Conosco Maria da parecchi anni attraverso il suo blog Mari da Solcare. La cosa che sempre mi ha affascinato della sua scrittura è la limpidezza, il suo essere diretta, la capacità di dire le cose in maniera schietta, pur con tutte le metafore e le figure retoriche del caso. Sì, la scrittura di Maria è limpida come il mare più cristallino e riluce nei nostri occhi come i lampi del sole sull’acqua: una lama, a volte, le sue parole, una lama che però entra con gentilezza, grazia, fino a diventare normalità sconcertante - o, meglio, fino a svelare ai nostri occhi quello che, per pigrizia o incapacità di analisi e discernimento, non riusciamo a vedere.  

È questo aspetto, indubbiamente, quello che mi ha permesso innanzitutto di farmi catturare dal libro: perché i fatti si sono svolti davanti ai miei occhi con chiarezza espressiva, ma soprattutto con quella capacità tipica di Maria di restituire i sentimenti più profondi e meno dicibili con altrettanta chiarezza emotiva. 

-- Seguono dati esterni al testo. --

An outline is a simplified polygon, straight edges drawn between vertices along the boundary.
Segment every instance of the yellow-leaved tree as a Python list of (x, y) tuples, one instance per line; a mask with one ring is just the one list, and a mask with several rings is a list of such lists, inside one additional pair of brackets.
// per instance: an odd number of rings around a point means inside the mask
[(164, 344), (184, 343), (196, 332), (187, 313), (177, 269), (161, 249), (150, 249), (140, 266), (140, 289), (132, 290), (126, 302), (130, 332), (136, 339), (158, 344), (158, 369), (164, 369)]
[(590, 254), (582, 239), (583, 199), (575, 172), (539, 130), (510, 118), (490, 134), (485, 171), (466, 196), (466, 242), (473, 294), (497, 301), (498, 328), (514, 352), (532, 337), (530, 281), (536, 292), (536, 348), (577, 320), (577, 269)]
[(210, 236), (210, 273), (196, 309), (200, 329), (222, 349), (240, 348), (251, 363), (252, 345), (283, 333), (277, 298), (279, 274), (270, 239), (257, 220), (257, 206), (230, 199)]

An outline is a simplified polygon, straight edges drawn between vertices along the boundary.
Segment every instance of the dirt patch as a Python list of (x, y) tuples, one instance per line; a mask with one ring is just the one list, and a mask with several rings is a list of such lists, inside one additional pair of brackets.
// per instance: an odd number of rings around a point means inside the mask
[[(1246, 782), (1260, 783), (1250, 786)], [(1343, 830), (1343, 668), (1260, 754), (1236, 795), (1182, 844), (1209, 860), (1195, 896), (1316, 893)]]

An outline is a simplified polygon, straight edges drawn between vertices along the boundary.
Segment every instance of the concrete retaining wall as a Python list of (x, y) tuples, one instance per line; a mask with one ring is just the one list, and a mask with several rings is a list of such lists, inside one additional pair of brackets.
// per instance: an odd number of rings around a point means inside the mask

I fatti: Maria D'Asaro, citando il libro di Oriana Fallaci, Lettera a un bambino mai nato, ci propone una serie di episodi scritti in seconda persona, rivolti a un tu, quel tu che, per chi è genitore, diventa più importante dell’io. La protagonista del libro parla in prima persona, sì, ma si rivolge sempre al suo bambino. L’arco temporale è breve e attraversa pochi anni, ma sono quei pochi anni, i primi tre o quattro, in cui effettivamente ogni bambino nasce davvero. Non si nasce in sala parto: per i genitori, i figli nascono ogni giorno, specialmente nel momento in cui si affrontano i problemi, i malesseri, la malattie che, lì per lì, sembrano inaffrontabili. Arriva il peso della responsabilità di aver messo al mondo una creatura e di dover garantire per essa tutta una serie di grandi cose: la salute, l’istruzione, il gioco… la felicità. E già dalla scelta delle frasi con cui introdurre la propria storia, Maria ci fa capire che ci troveremo di fronte a tutto il peso e a tutta la leggerezza che una nuova creatura porta con sé: forse, l’amore è ciò che si prova quando si ha tra le braccia il proprio bambino e lo si sente così piccolo, così inerme, indifeso. E messo al mondo senza la sua autorizzazione” - scrive la Fallaci. E Maria rincara la dose accoppiando alla frase della scrittrice italiana la toccante poesia di Wislawa Szymborska,  Alla nascita d’un bimbo/ il mondo non è mai pronto.



Nessuno è mai pronto alla nascita del proprio figlio; nessuno sa che si nasce ogni giorno come figli e come genitori; tutti i genitori conoscono la difficoltà ma anche l’incredibile bellezza di assistere a questo dispiegarsi della vita unico e meraviglioso. Il libro di Maria D’Asaro ci dice tutto questo chiaramente: ed è così un alleato, un tenero abbraccio, una coccola anche nei momenti più oscuri.